The Bcl-2 homolog Bcl-xL is emerging as a key factor in tumorigenesis due to its prominent pro-survival and cell death-independent functions. However, the regulation of Bcl-xL by microenvironment and its implication in cancer therapy of colorectal carcinoma (CRC) are unclear. Here, we demonstrated that Bcl-xL expression was positively associated with protease-activated receptor 2 (PAR2) in CRC. Activation of PAR2 stabilized Bcl-xL protein in a proteasome-dependent manner, whereas E3 ligase RING finger protein 152 (RNF152) accelerated the ubiquitination and degradation of Bcl-xL. RNF152 silencing by specific siRNAs rescued the expression of Bcl-xL in PAR2-deficient cells. Moreover, RNF152 physically interacted with Bcl-xL, which was disturbed by PAR2 activation.
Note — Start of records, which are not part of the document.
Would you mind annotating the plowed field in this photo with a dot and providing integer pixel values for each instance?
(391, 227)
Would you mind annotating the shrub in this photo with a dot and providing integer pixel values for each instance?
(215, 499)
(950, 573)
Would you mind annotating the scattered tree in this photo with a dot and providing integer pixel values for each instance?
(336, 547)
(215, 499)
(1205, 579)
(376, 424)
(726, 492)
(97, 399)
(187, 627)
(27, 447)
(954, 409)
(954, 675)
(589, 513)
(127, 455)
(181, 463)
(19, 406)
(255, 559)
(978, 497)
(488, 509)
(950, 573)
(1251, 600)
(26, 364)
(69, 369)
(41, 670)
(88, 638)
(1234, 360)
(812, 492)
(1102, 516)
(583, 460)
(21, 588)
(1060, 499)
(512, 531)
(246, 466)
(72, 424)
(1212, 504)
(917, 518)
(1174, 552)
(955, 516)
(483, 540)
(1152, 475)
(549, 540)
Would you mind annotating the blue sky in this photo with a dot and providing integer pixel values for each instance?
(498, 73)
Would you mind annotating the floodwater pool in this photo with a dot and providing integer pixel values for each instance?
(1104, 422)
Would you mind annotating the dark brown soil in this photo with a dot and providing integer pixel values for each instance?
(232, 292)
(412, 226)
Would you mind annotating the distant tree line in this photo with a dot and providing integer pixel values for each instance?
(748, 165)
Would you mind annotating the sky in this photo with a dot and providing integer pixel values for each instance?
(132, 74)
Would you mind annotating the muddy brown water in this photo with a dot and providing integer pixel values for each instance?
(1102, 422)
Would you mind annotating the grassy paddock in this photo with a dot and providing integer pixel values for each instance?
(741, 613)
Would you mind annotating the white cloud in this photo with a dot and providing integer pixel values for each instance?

Further studies with serial mutation of Bcl-xL revealed that phosphorylation of Bcl-xL at S145 reduced its binding affinity for RNF152 and stabilized Bcl-xL. Importantly, inhibition of PAR2 signaling by its gene silencing or specific chemical inhibitors increased apoptosis induced by different EGFR-targeted therapies. In patient-derived xenograft model, inhibition of PAR2 increased the response of CRC to different EGFR-targeted therapies. These results indicate that PAR2 stabilizes Bcl-xL by altering RNF152 signaling and that PAR2 inhibition sensitizes CRC to EGFR-targeted therapies in vivo.